Code understanding: if you're unsure what's going on at a particular point, you can just add a breakpoint and run the program. You can then explore the contents of the program, evaluate arbitrary expressions, you can add "evaluation breakpoints" that print out the values of those expressions without stopping the app (on the fly ad hoc logging, in effect), you can investigate how the code you're looking at relates to other code, what the data flows are, what the location in the type hierarchies are, etc. There's a lot of ways to look at the program.
Refactoring; this is the point I went down this train of thought. Because a modern advanced IDE like IntelliJ can do this sort of thing already. It can do things like spot code duplication and fix it for you by extracting a method, in real time, with a single keypress triggered by subtle visual hints like a soft wavy underline. It can convert code between imperative for-loops and functional pipelines of map/filter/fold/etc, in both directions. It can identify and automatically delete unused variables, function parameters, object properties and so on. "Simple" is somewhat in the eye of the beholder, but it's a pretty close realisation of what you seem to be asking for.
The dialogue is not had through markup in the code but rather, through the IDE giving its suggestions using visual hints, and the user starting an interaction through a keypress that brings up a menu of suggestion options ("intentions"), which may in turn lead to more options and so on.
> Compiler would infer the types, and the programmer would read it and say, oh, I agree with this type, but I disagree with this type, that's perhaps wrong, this should be rather that type.

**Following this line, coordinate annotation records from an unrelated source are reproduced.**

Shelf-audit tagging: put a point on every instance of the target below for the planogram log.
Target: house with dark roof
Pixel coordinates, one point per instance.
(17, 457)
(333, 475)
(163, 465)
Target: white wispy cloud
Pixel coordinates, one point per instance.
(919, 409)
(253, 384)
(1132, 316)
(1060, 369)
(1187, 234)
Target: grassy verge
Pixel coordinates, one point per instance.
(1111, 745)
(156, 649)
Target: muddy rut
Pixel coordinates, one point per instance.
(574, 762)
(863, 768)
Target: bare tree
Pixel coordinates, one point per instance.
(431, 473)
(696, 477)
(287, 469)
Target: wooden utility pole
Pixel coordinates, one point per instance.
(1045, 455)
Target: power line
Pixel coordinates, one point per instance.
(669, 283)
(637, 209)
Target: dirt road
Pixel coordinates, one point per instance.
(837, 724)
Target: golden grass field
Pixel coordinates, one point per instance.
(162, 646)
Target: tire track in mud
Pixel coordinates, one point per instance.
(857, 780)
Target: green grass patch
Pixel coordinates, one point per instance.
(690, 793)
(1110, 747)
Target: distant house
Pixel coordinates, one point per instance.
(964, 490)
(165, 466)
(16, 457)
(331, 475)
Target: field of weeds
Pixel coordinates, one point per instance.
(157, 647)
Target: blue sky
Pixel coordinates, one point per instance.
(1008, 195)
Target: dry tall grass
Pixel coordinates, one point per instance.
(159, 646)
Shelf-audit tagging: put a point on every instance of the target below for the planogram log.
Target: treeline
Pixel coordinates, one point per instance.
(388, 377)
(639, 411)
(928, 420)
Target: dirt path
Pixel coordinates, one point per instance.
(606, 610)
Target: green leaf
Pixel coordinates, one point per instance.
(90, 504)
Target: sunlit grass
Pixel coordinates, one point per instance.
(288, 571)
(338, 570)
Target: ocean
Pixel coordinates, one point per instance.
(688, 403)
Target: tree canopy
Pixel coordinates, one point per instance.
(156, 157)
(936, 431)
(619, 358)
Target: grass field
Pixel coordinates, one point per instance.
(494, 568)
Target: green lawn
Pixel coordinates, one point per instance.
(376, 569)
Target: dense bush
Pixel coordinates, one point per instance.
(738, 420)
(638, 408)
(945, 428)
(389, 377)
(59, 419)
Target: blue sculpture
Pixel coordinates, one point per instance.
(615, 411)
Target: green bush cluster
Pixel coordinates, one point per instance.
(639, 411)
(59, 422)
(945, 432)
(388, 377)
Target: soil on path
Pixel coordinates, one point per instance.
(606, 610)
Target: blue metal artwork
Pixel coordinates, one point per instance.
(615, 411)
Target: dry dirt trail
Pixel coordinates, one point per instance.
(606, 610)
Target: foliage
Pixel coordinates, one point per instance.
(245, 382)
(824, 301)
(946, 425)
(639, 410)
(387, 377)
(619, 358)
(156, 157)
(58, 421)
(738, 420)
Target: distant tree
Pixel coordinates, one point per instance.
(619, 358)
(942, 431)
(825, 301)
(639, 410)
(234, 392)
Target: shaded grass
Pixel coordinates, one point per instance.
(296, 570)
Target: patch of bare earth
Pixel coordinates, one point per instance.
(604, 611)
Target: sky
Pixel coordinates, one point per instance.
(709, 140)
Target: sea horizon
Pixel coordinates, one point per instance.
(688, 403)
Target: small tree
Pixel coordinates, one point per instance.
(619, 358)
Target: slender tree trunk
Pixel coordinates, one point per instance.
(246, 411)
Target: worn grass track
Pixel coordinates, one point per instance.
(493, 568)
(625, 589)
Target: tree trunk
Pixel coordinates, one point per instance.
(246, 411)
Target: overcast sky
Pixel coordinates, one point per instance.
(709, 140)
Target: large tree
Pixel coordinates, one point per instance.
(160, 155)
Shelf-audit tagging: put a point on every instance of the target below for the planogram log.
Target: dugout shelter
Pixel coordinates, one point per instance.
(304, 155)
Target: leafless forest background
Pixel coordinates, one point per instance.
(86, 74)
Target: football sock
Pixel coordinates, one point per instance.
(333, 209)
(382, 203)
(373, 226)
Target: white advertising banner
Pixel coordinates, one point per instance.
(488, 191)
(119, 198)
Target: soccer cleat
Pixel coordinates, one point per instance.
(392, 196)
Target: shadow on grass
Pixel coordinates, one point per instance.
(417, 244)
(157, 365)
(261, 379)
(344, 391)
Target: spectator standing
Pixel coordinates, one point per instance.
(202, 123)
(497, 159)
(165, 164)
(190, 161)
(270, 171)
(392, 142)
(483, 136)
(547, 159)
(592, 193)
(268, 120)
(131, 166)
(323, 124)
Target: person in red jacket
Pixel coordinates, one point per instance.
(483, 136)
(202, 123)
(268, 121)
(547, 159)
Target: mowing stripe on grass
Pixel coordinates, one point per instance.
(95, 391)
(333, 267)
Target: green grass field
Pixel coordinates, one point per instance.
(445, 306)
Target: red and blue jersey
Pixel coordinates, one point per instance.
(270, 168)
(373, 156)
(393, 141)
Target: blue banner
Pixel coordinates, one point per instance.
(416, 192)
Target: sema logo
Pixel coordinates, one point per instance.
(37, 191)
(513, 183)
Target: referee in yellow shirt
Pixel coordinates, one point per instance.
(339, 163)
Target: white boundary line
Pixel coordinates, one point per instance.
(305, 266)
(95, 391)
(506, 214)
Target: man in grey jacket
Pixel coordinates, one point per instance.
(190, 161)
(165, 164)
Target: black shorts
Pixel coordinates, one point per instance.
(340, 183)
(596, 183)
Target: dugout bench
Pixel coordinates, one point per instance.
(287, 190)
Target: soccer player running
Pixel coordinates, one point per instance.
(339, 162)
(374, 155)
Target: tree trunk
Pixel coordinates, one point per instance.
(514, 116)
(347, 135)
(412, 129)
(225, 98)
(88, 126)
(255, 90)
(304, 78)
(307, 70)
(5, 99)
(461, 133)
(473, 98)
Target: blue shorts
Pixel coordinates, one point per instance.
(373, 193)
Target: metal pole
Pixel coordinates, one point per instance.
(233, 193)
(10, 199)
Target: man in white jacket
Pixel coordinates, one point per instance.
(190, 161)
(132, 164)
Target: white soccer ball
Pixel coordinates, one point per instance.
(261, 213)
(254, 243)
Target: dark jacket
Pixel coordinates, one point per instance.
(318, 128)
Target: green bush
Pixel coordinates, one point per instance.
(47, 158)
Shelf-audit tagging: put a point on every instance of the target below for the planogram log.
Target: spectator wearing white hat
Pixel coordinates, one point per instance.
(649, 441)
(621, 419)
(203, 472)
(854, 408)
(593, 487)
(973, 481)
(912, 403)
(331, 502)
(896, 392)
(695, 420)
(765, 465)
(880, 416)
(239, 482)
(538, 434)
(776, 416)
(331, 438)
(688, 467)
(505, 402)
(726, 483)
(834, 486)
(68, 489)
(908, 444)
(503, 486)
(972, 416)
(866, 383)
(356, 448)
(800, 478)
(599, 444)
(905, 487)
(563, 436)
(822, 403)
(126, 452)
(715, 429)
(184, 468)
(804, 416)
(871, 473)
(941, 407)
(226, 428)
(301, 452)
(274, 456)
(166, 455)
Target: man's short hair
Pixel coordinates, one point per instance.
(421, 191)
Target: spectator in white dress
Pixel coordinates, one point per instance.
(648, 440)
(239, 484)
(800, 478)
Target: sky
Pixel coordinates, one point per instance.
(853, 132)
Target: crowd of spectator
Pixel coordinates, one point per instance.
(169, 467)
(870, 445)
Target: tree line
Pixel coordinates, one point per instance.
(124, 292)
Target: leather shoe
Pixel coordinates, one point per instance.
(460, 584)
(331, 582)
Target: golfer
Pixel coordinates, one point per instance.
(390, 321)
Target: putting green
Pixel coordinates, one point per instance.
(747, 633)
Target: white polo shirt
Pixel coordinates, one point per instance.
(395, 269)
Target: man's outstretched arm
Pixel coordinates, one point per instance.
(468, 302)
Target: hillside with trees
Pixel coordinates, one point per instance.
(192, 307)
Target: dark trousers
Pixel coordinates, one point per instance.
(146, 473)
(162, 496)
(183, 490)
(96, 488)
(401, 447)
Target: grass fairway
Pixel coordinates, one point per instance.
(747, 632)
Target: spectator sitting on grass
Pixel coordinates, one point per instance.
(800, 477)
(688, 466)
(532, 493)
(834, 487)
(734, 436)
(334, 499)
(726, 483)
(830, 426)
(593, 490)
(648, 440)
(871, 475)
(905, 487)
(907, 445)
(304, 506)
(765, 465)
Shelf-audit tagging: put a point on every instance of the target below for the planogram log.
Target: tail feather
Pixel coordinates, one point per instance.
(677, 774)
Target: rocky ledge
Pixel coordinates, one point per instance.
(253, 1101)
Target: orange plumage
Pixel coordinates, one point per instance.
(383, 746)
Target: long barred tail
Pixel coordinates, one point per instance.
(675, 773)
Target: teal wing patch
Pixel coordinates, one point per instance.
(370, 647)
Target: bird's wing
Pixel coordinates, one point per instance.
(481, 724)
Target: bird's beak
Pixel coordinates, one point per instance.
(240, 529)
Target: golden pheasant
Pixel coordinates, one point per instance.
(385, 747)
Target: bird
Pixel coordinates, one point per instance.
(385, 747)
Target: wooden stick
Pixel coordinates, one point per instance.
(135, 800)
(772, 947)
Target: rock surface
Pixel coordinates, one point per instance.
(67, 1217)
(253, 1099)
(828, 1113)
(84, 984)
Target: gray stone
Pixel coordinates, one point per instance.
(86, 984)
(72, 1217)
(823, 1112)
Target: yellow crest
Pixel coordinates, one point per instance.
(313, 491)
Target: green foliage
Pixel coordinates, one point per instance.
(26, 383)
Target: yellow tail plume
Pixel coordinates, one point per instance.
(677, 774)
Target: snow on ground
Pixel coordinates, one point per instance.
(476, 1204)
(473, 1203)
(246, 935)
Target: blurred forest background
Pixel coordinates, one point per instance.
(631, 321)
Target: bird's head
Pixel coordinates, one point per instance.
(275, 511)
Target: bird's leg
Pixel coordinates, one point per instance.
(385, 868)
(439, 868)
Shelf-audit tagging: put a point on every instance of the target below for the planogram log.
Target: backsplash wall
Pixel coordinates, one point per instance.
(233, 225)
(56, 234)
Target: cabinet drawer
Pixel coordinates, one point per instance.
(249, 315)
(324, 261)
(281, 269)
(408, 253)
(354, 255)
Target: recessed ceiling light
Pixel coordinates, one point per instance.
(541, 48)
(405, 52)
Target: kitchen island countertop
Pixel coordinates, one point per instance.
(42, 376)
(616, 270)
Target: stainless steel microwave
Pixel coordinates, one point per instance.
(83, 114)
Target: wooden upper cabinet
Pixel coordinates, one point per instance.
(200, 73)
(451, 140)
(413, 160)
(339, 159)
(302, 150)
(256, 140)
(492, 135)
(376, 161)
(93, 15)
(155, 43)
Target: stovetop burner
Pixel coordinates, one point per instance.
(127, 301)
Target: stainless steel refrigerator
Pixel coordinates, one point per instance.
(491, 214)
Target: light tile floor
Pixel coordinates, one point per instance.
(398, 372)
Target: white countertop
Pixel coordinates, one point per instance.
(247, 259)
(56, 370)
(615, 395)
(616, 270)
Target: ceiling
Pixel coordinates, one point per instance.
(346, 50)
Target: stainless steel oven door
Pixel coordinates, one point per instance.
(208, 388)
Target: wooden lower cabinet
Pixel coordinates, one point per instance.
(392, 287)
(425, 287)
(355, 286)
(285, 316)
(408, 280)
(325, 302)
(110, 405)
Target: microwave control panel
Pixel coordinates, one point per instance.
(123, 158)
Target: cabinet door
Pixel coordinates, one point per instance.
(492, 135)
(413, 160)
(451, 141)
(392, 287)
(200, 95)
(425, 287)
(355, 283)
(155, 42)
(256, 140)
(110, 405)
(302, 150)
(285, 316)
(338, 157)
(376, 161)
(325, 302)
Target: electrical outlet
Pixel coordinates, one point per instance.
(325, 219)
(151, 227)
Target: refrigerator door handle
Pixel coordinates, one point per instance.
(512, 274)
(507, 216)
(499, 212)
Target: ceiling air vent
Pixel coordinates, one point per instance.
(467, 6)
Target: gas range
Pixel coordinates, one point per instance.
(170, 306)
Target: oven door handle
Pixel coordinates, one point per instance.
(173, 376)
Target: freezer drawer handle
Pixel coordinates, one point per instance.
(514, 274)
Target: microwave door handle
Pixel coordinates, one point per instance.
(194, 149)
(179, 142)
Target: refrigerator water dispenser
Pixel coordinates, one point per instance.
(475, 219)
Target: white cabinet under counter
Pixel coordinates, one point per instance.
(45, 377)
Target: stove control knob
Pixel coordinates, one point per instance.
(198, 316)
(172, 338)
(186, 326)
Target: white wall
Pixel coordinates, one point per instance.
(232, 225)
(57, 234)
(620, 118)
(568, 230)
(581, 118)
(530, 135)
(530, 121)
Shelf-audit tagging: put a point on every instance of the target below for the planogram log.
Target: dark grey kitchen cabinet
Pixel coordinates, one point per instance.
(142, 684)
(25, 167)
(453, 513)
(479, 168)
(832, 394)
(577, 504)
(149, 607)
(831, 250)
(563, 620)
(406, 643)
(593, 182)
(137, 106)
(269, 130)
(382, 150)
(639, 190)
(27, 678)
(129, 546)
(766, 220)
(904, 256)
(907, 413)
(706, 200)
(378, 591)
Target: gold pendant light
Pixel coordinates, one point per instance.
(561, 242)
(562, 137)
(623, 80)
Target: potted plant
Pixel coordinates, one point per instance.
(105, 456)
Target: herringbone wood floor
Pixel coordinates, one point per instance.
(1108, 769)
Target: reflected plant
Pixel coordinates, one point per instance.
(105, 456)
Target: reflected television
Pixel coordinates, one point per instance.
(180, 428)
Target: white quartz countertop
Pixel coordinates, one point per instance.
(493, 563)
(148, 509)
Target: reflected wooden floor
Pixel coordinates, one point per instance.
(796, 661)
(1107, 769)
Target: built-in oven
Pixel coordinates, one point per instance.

Then the compiler would infer types again, based on programmer's incremental input.
This is possible today, at least in Haskell. (and I'd guess in OCaml too ... surely also Scala?)
Your proposal for adaptive data structure selection based on benchmarking is intriguing!
Compiler would infer the types, and the programmer would read it and say, oh, I agree with this type, but I disagree with this type, that's perhaps wrong, this should be rather that type. Then the compiler would infer types again, based on programmer's incremental input.
Data structure selection. Programmer would say I want a sequence here. The compiler would say, I chose a linked list representation. The programmer would look over it, and disagree, saying, you should put this into an array. And compiler could say, look, based on measurements, array will save this much space but list will be this much faster.
Code understanding. Programmer should be able to say just, I don't know what happens here, and the compiler would include some debug code to show more information at that point.
Or take refactoring. Programmer would write some code, computer would refactor it to simplify it. Then programmer would look over it, and say, no, I rather want this, and don't touch it, and he would perhaps write some other code. The compiler would refactor again...
But all this requires that there is syntactically distinct way (so that perhaps editor could selectively hide it) to specify these remarks in the code, both for computer and programmer. So each of them should have a special kind of markup that would be updated at each turn of the discussion. Because you don't want to just overwrite what the other side has just said; both are good opinions (which complement each other - human understands the purpose of the code but the computer can understand the inner details much better). So, to conclude - I wish future programming language would include some framework like this.